Deb Margolin’s Performance Composition: Writing and Embodying



Poetry and the Monologue

These four pages comprise two examples of Margolin’s performative writing. The first image is a selection from her earlier collection of writing and notes. This piece is housed in the collection with her poetry, notes and drafts from approximately the 1970’s, however this example does not have an exact date. The subsequent three pages make up a monologue from her script “Of All the Nerve,” this one is titled “Out of Work Jazz Musician.” These two selections are put in conversation through this exhibit that seeks to view Margolin’s personal development as a performative writer and how her writing may evoke performative qualities even when it is not presented in script form.

The line, “So I stand over my thoughts and dreams…” immediately acquaints the reader with Margolin’s point of view, that is imaginative and limitless, because the ‘I’ is ‘standing over’ or existing above/beyond the intangible essence of ‘thoughts and dreams.’ This imagined circumstance is poetic precisely because it is impossible in terms of the literal and the metaphor and allusions throughout are lyrical as well as historical. This mixing of free indirect discourse with evocative description creates a sense of flowing consciousness and self-awareness within the writing that is performed by the ‘I’ who follows this train of thought to the end of the page. This point of view affects a specificity that is accessible only though this mode of stream of consciousness, where the progression of the piece is contingent upon associations that are automatic to the narrative perspective.

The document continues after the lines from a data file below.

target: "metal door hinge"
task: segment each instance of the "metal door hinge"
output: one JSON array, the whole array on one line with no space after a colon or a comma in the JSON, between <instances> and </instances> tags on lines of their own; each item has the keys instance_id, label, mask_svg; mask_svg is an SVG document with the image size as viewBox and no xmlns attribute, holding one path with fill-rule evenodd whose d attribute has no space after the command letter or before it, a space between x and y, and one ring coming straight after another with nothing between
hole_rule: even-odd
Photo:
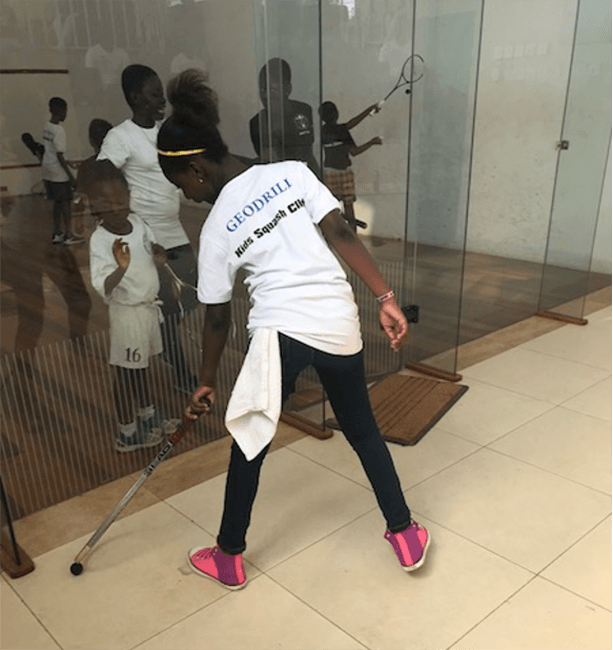
<instances>
[{"instance_id":1,"label":"metal door hinge","mask_svg":"<svg viewBox=\"0 0 613 650\"><path fill-rule=\"evenodd\" d=\"M556 144L556 149L558 151L566 151L569 146L570 146L570 142L568 140L558 140L558 143Z\"/></svg>"}]
</instances>

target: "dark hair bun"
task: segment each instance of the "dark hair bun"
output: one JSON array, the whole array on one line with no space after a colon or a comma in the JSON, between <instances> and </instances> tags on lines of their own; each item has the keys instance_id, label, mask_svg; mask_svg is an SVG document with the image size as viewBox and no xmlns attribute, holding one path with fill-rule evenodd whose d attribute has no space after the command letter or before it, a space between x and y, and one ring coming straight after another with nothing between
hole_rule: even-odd
<instances>
[{"instance_id":1,"label":"dark hair bun","mask_svg":"<svg viewBox=\"0 0 613 650\"><path fill-rule=\"evenodd\" d=\"M202 70L191 68L168 82L166 95L176 118L201 126L219 124L217 93L206 81Z\"/></svg>"}]
</instances>

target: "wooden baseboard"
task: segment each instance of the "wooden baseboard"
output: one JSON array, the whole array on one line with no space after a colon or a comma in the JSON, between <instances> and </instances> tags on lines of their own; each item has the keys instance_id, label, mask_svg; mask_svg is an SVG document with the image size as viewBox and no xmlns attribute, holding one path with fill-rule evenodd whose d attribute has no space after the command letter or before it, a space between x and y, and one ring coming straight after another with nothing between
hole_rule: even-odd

This is how automatic writing is performative. Firstly, it is performative to the writer herself. As Margolin convinces her students reading her syllabus, “by sheer dint of spiritual gravity, the writer tends to drop deeper and deeper, surprising herself.” And the subsequent association with this surprise written out in front of her will compel the actor to probe the feeling or the place from whence this image, story, experience, description…etc, arose from; this process may be tracked in the development of this piece from beginning to end.

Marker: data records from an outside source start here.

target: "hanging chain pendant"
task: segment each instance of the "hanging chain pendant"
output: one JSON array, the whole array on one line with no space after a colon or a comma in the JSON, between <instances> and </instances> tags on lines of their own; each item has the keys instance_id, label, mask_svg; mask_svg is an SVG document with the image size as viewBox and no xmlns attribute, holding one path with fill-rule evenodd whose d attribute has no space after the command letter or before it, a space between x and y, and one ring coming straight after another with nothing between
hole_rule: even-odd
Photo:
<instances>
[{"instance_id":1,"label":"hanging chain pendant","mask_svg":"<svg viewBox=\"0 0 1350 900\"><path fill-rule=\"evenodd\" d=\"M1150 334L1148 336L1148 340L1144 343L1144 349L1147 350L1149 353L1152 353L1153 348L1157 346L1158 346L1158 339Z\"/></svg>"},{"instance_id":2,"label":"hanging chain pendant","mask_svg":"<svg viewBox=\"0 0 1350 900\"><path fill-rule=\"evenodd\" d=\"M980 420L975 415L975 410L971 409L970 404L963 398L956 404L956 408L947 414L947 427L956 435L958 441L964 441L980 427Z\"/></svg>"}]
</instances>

The Context of ‘The Script’

The monologue selection, by comparison is more obviously performative, however there are detectable traces of style and technique that carry over from her earlier writing. Written about 20 years later, this monologue is exemplary of Margolin’s performative aim to collapse boundaries. One way that the writer does this is through automatic writing, which collapses the internal boundaries in the writer’s mind when trying to write logically and clearly. In “Out of Work Jazz Musician,” Margolin’s writing collapses another boundary by engaging the actor with the character and with the audience, simultaneously. ‘Collapsing boundaries’ is the conscious action of effecting a realness and presence in performative writing, so that the art of performance is presented to the audience as true life. It can be collapsing boundaries of identity, time, reality, gender…etc. In this way, the performance is read as the present, the now: this is the essential role of writing for Margolin’s performance, because it creates a space of intervention for the actor to then embody and live the composition.